The only disease the narrator of Fight Club does actually have is insomnia, which shows his inability to reside within himself. Sleep is a state where the outside world is blocked out, and you live in your dreams. However, since the narrator lives only in the outside world, he cannot enter the inner world of sleep. In Fight Club, insomnia was described as everything feeling like a copy. Insomniacs fail to enter the inner world and live only in the outside world where everything is a copy, including the insomniac himself. The narrator searches for himself within this world, so he essentially becomes this world; a copy of the outside world. He is being “distilled into little pieces of ice and then put into people’s drinks” on his own doing. In continuing to search for his existence in these support groups and his material possessions, he is distilling his own being and just becoming a copy. Later on in the movie, insomnia is described as never really being asleep but also never really awake. The narrator is never really asleep because he can’t enter his inner self, but this also prevents him ever being fully awake, because the inner self is necessary to be able to fully go through life in the outer world.

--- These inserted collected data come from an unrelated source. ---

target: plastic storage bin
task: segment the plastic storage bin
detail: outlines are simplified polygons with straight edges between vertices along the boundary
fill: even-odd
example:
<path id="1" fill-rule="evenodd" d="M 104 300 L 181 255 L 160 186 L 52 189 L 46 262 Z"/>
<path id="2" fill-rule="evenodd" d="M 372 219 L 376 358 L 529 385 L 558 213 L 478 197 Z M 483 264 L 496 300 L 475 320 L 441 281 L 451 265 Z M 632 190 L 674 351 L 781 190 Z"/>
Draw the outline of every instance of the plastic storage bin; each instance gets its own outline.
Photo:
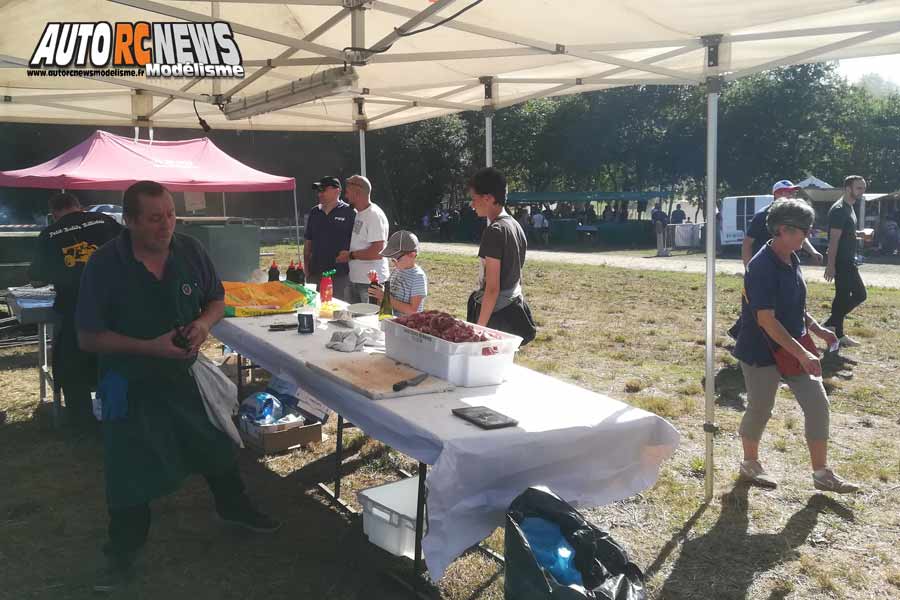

In contrast to the narrator, Tyler represents someone who is completely comfortable in his own skin and doesn’t need to look to the outside world to gauge his identity. Tyler’s world isn’t dominated by the Superego, but he lives based on his inner nature. The fact that he is a soap-salesmen, show not only that he is free from pollution of the outside world, but also indicates that he is willing to sell to people a way to cleanse themself. He is someone who can help people find their inner being. When he hands the narrator the business card, he is making him an offer to help him find his inner key. Later on, in the bathtub scene the narrator finally begins to open up and look inside himself. It’s symbolic that this occurs in the bathtub, because of the connection to soap. He is now beginning to cleanse himself with the help of the soaps-salesmen, so that he can see clearly within himself to find his inner key.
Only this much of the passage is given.